In countries where universal healthcare is provided, like expectancy is shockingly higher. On average, women in Japan live to 88, 86 in Switzerland and 85 in Norway. In the U.S., 79.
In Monaco, which boasts one of the best public healthcare systems in the world, men (84) outlive American counterparts (73) by a whopping 11 years.
And no, having universal coverage doesn’t mean you have to wait months to see a doctor. That’s textbook propaganda, and sadly, it works.
Citizens of Canada, England, Germany, Scandinavia, Israel, Australia and just about every other developed nation on Earth offering universal healthcare have greater and faster access to medical care than we do in America.
Nonetheless, we’re stuck with an inferior system because a large swath of this country can’t differentiate between Cuba and Denmark.
To quote Kurt Vonnegut … so it goes. But like the military-industrial complex, the housing crisis and the climate and insurance crises, America’s healthcare crisis is an investable opportunity.
America’s Medical Racket
No matter what you think of American healthcare, the companies controlling it thrive regardless of macroeconomic conditions.

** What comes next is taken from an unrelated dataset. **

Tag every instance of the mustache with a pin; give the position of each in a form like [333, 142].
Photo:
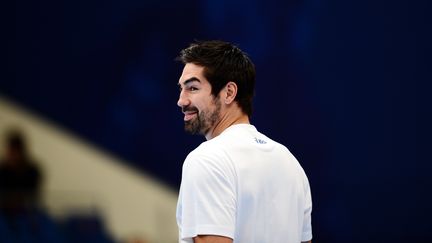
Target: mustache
[189, 108]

Similar to energy and consumer staples, healthcare’s a need, not a want. Inasmuch, it’s largely insulated from changes in consumer spending habits and is capable of seamlessly passing along cost increases during inflationary periods.
Those sectors — and the companies operating within them — provide essentials to people willing to pay whatever they must in order to procure those goods and services. That’s why Americans pay the most in the developed world for healthcare:
- If you’re pregnant, delivery’s going to cost $18,865.
- Need open-heart surgery? That’ll be $57,125.
- Oncology’s the worst of all. Cancer treatment averages $150k.
“Well, I have insurance. I won’t pay that much.”
True, unless you’re one of 30 million uninsured Americans. But even if you do have insurance, somebody’s footing the bill. And it’s important to know who’s collecting it.
Taking Stock of Hospitals
Healthcare’s BIG business in the U.S. Expenditures are projected to grow to $6.2 trillion by 2027, and one company in particular sees outsized profits from that spending.
When HCA Healthcare (HCA) filed its IPO in 1969, it owned and operated 11 hospitals. However, shortly after going public, the company’s focus shifted from patient care to provider consolidation.
Today, it owns 210 hospitals and 2,000 outpatient sites — including surgery centers, freestanding emergency rooms, urgent care centers and physician clinics — in 21 states and the U.K.
Its growth isn’t strictly attributed to mergers and acquisitions, either. HCA recently announced plans for three new hospitals in Florida and five in Texas.
The company’s market cap is $71.22 billion, making it the largest health system in America.
Caption: Five-year gain for HCA (blue line) compared to the S&P 500 (orange line).
Since the pandemic arrived in March 2020, shares are up 234%, with a 26% gain over the past year. The stock pays a dividend yielding 0.92% annually, or 60 cents/share.
The Wall Street Journal gives HCA a median one-year price target of $323. At a current share price of $262, that’s 23% upside potential.
Despite its elevated share price, HCA’s trading at an absurdly cheap price-to-earnings ratio of 13.1. Not bad for a company that generated $15.86 billion of revenue in Q2 alone, $13.38 billion of which was gross profit.
And for fans of technical analysis, the stock’s currently testing support (horizontal blue line in the chart above). If it’s able to bounce from that area, it could present an ideal entry.
TL;DR
Healthcare in the U.S. is a consolidated racket, with Americans paying 40% more than citizens of other developed nations. Average life expectancy in the U.S. is significantly lower than our peers. But with runaway medical costs come investment opportunities in industry-dominating companies like HCA. Conduct your own due diligence but consider the role healthcare stocks can play in your portfolio.